Curious about what we can do for you? Send in a free research request to discover the possibilities.

This is how it works...


First you send in your research request. You can do so easily through the research request form. We will contact you as soon as possible to gather more information about the research goals and budget. We will also ask for specific details about your family that we can use as a starting point for your tree. Sending in a request is free and there are no strings attached.


With the information you gave us we will run a quick scan. This helps us determine if we can construct the family tree you requested. In most cases the result is positive, but occasionally a tree cannot be constructed because of missing records. Usually within 5 working days you will receive a research proposal which outlines the exact results and costs that you can expect.


If the proposal is to your liking you can accept it and we will start working on your tree. How long the research takes depends on the depth and difficulty of the research. Most trees, however, take between 6 and 8 weeks to complete*. You do not need to pay up front or make a deposit. You will receive an invoice after the research is delivered to your satisfaction.

*Important note! Family history research is handwork and by nature unpredictable. Sometimes archive collections are not available because they are being cleaned, indexed or digitalized. Sometimes we stumble upon a great discovery or an unforeseen difficulty that calls for more research time. Therefore, all delivery dates we give are estimates. We will keep you informed on progress regularly. Often we have a waiting list and we will not be able to start your tree right away. If so, we will let you know up front in our research proposal. If you are planning to present your family tree as a gift for a birthday or Christmas, make sure to contact us well in advance!

This is what we usually include...

Family tree diagram

There are family trees in all shapes and forms. There are traditional schemes like paternal or maternal lineages and pedigrees. However, there are also a myriad of other creative research lines you can follow. When trees get big or the chosen path is quirky they can quickly become confusing. That is why we always include a clear family tree diagram.


All our research is backed by original Dutch records. We allways include full references to all primary sources we used. This guarantees that whatever claim we make about your family is true. Since these records are also very beautiful and contain nice little details like your ancestor's signature, we also include copies of the most relevant records.
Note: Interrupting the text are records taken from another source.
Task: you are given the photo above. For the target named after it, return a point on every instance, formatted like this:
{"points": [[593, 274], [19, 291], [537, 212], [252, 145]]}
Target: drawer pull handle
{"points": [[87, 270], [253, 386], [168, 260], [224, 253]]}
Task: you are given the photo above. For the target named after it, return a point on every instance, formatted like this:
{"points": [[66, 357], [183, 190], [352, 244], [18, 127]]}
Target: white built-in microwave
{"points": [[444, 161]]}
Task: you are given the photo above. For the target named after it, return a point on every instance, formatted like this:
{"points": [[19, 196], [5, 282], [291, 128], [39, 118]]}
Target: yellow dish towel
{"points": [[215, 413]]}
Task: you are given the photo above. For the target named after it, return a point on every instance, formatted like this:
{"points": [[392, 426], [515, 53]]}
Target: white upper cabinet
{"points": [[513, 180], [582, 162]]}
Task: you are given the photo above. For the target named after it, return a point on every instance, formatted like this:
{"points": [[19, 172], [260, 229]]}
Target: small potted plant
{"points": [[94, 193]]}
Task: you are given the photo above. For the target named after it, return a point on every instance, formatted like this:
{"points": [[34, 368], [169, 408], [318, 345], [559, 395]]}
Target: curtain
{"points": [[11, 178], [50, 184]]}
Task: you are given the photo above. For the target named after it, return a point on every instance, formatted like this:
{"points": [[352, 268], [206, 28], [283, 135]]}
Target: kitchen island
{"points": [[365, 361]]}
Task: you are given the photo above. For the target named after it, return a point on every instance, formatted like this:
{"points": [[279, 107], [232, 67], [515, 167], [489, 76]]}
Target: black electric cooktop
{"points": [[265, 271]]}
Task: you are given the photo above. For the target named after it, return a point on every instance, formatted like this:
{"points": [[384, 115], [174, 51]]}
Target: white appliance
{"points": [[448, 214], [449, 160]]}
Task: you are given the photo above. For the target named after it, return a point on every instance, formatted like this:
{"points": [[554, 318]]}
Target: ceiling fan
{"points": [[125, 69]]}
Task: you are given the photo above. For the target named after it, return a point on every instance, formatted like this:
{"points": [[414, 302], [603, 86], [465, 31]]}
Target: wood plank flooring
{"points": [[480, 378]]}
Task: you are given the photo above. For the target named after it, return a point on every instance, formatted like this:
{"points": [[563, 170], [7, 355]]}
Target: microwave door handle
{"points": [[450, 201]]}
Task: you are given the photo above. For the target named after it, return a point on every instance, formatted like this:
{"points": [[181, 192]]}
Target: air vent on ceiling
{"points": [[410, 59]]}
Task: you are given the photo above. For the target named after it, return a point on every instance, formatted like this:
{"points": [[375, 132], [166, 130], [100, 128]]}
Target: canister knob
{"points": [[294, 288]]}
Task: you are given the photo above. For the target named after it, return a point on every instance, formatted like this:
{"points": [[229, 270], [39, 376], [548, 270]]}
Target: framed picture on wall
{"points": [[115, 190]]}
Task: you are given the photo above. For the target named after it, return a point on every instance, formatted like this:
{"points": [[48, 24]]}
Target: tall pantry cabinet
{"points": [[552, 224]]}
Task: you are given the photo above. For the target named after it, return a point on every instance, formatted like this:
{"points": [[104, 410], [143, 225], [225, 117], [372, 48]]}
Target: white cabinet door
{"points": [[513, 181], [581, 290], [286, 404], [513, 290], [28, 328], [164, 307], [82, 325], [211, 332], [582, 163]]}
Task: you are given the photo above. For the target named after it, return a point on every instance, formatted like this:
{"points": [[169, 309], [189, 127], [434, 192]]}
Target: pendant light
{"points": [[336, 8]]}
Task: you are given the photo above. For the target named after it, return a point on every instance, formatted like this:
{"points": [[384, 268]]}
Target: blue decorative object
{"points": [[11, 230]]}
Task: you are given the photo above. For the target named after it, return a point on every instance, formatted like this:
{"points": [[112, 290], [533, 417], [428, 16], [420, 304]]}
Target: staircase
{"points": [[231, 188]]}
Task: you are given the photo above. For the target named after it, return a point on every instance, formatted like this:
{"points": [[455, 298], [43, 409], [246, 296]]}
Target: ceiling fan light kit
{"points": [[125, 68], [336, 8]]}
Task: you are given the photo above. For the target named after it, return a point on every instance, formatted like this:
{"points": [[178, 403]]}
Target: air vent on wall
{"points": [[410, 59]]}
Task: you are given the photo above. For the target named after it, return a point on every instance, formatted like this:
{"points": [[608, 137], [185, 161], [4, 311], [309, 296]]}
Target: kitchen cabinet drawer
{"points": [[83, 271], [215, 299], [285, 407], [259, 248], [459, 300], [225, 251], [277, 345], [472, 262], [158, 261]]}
We make sure to include your ancestors' occupations. This helps you form an idea of their talents and skills, but also about their social and financial circumstances. Did your ancestor make promotion or switch jobs often? Did the women work or not? Did they follow in their parents' footsteps or not? Answering these questions sheds a light on crucial parts of their identity.


After 1850 the Dutch have kept meticulous records of where people lived. This allows us to track all movements of your ancestors. We can find detailed addresses and the exact composition of households (including servants and seasonal laborers on farms). Whenever available we will mark the addresses on historical maps. Occasionally the house still stands and can be seen on Google Streetview!
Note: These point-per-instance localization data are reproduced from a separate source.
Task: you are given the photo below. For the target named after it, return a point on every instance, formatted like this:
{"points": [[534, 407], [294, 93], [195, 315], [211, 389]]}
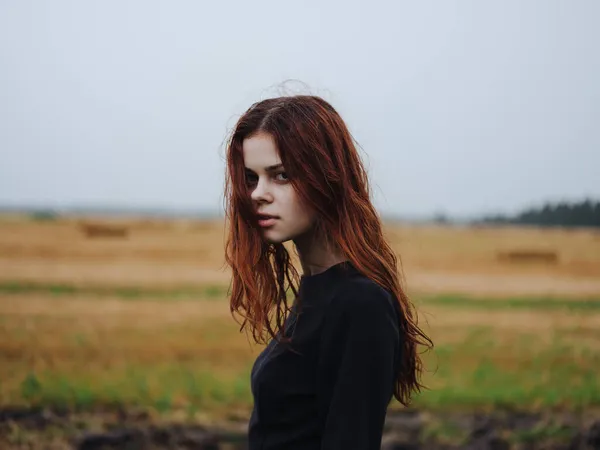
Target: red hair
{"points": [[320, 157]]}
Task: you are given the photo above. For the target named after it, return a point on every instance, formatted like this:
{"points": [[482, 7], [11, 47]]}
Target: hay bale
{"points": [[528, 256], [102, 230]]}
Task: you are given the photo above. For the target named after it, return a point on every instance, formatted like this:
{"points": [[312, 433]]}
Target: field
{"points": [[133, 316]]}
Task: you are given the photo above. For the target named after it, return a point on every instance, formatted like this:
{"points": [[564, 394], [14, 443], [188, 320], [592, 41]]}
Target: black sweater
{"points": [[330, 390]]}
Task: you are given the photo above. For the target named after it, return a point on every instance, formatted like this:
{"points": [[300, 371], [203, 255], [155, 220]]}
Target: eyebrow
{"points": [[269, 168]]}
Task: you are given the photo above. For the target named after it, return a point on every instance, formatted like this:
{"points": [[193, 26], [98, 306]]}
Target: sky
{"points": [[461, 107]]}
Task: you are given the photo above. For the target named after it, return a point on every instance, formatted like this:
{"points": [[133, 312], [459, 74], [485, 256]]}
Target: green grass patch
{"points": [[516, 303], [124, 292]]}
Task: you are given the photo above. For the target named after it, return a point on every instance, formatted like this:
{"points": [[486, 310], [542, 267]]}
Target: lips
{"points": [[266, 220]]}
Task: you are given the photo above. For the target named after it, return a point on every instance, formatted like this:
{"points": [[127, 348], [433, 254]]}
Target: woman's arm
{"points": [[356, 369]]}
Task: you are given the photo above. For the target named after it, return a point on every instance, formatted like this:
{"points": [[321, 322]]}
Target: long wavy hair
{"points": [[324, 167]]}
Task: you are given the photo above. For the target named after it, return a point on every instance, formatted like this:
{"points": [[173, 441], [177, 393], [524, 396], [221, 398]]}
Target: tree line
{"points": [[578, 214]]}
Sometimes we can find a description of an ancestor's appearance. These are usually men that served in the military. Their service records almost always includes a physical description. For some criminal ancestors that ended up at the penal colony of Ommerschans, even mug shots have been preserved. And just occasionally we can find a picture in a newspaper. If we find anything of the like, we make sure you get it!
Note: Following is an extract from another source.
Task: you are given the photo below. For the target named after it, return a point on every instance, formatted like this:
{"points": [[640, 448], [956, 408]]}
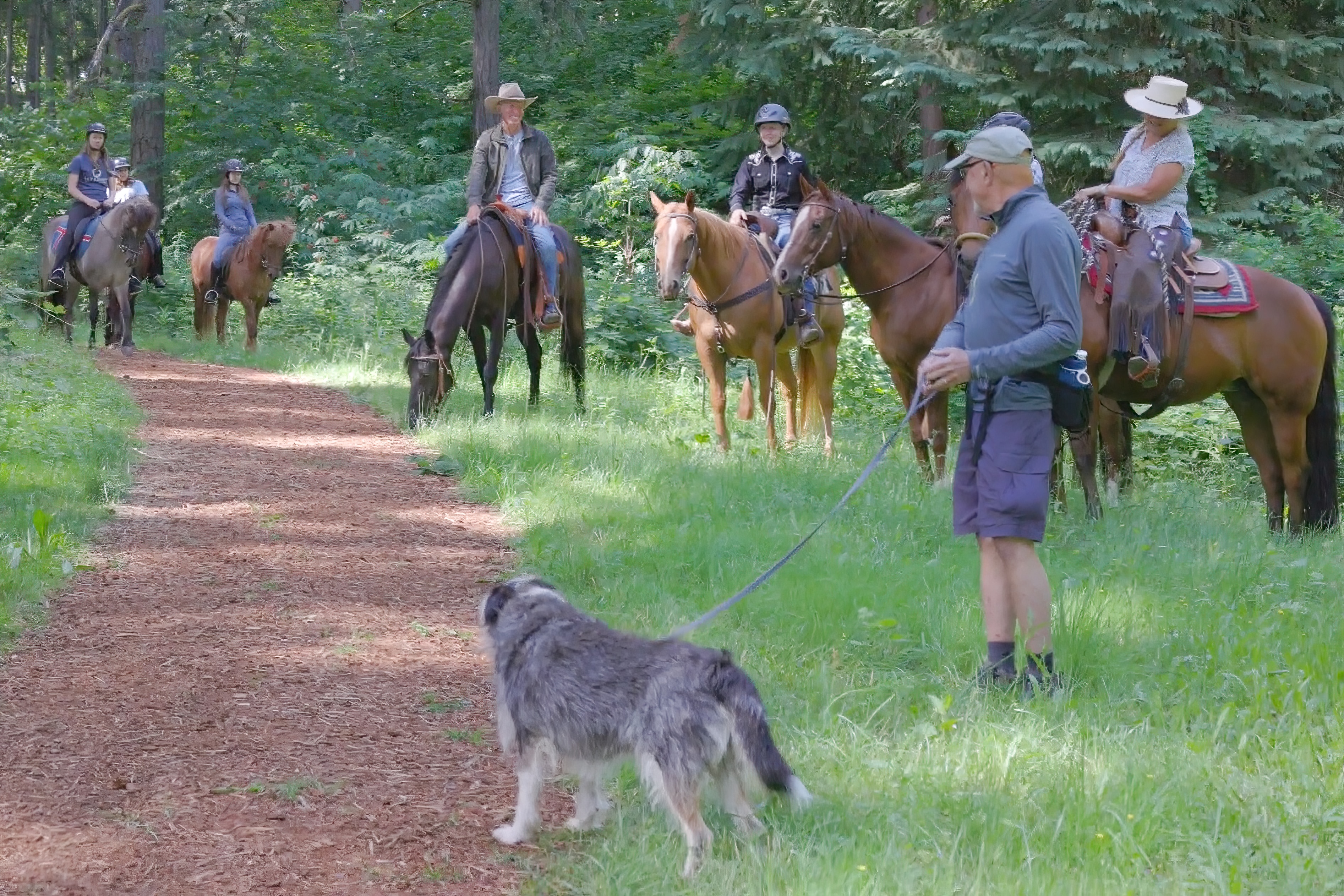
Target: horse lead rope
{"points": [[921, 399]]}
Occasionally we can find traces of the things your ancestors possessed. Wills can contain extensive lists of jewelry, furniture and clothing. Land deeds reveal what lands were bought and sold. Newspaper ads can give a beautiful insight in the businesses they ran or the garage sales they held. And even if they were poor, we can sometimes find traces of what amount of welfare they received.


Not all ancestors were good folks. Almost every family has its proverbial black sheep or skeleton in the closet. These people actually are very interesting because of the often detailed records we can find about them. Police and court records. Prison records with the occasional mug shot. Newspaper articles about their crimes. Luckily it's mostly about petty theft and drunken fights and rarely about murder.


Whatever it is we find about your ancestors, we will make an effort to put it in the appropriate historical context. Did four children af the same couple die within a week? Then we may point out that a cholera epidemic was raging at the time. But we also include information on the normal aspects of life. What was it like to be a housewife, schoolchild or soldier in that period? What was going on in the world that may have occupied your ancestors?


The Dutch have always registerd very precisely to which faith people belonged. Knowing your ancestors' faith tells you a great deal not only about their believes but also about their social status. Sometimes ancestors change faith. It is interesting to figure out why. Did they convert out of conviction or out of love? The latter is quite common: marriages of mixed faith were after all not socially acceptable at the time.